Bio-Tribology: friction at the interface between medical implant and biological tissue
In partnership with EPSRC and the University of Leeds, the University of Sheffield wishes to recruit an outstanding engineering or physical sciences graduate who wishes to embark on a career in medical engineering, studying friction at the interface between medical devices and biological tissues.
The design of medical devices that contact the body (surface devices, external communicating devices, and implantable devices) as well as devices that contact other devices or have parts that come in contact with each other, must involve the consideration and measurement of friction, or the relative slipping motion of a material over another material. The science of friction, lubrication and wear is called tribology.
Reducing friction minimises wear and, in some cases, inflammation or toxicity that can result from wear debris. Friction reduction also minimises insertion forces, such as for catheters, and maximises patient comfort and the machineability of medical devices. Although tribology in medical devices can have a major impact on device operation and patients’ life, very little is known about friction at the interface between implant and biological tissue.
This project will explore the role and importance of friction between cells and materials that are commonly used in medical devices, with the aim of improving healthcare with better medical devices. The result of this research can be applied to a wide range of devices for which slip is important: prostheses; feeding tubes; wound drains; endotracheal tubes; trochars; catheters; dilators; guide wires; angioplasty balloons; vascular, biliary and urethral stents; patches; filters; hypodermic or suture needles; and electrical pacemaker leads.

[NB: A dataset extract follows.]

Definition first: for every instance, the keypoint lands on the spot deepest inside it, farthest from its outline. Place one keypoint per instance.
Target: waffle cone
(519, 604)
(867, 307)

The ideal candidate will be a EU/UK student, have a 1st class or a good 2.1 degree in mechanical engineering, bioengineering, physics, applied mathematics or a related discipline. No previous clinical or biological knowledge is required, although the candidate should demonstrate an interest in learning these aspects, and be keen on working at the interface between engineering and the life sciences.
This studentship covers the cost of tuition fees and provides an annual tax-free stipend for 3 years at the standard UK research rate (£14,553 for 2017/18) and is restricted to home and EU students.
For further information or clarifications about this project please contact the supervisor: Dr Cécile M. Perrault.
The start date will be October 2017.
Closing date: 30th June 2017. Applications will be considered after this date until the position is filled.